EPIC LAI estimates in regional air quality models such as CMAQ, but additional work is needed to operationalize this approach. For instance, we were able to calibrate and validate only a limited subset of species for a single geographic region. Calibration of additional species and validation across more geographically diverse settings and forest landscapes is needed, e.g., [
27]. While application of the EPIC LAI model across the continental U.S., a common CMAQ modeling domain, could require significant resources, this preliminary analysis suggests that it is technically feasible to define general eco-system-level stand composition profiles appropriate for larger geographic or ecological areas.

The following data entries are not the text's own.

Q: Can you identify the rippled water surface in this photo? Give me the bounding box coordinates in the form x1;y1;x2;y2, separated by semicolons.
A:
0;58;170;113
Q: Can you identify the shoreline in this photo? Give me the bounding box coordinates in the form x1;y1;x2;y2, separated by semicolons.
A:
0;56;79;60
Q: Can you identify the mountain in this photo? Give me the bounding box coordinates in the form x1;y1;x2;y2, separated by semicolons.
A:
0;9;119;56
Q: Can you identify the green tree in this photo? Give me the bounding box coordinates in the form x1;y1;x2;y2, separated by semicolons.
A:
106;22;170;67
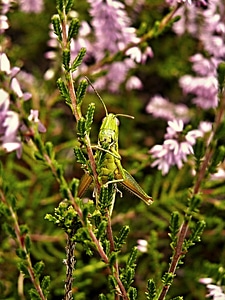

Validation and evaluation of such areal estimates will be needed, but even satellite estimates of areal LAI are prone to error, so that a combination of remotely sensed data and measured atmospheric chemical fluxes may be appropriate. More temporally and spatially detailed characterization of vegetation cover should lead to more realistic atmospheric flux (precursor emission and chemical deposition) and ecosystem exposure estimation. Additional model evaluation is needed in order to better address long-term air quality trends and inter-annual variability that include emerging landscape drivers such as wildland and managed fires.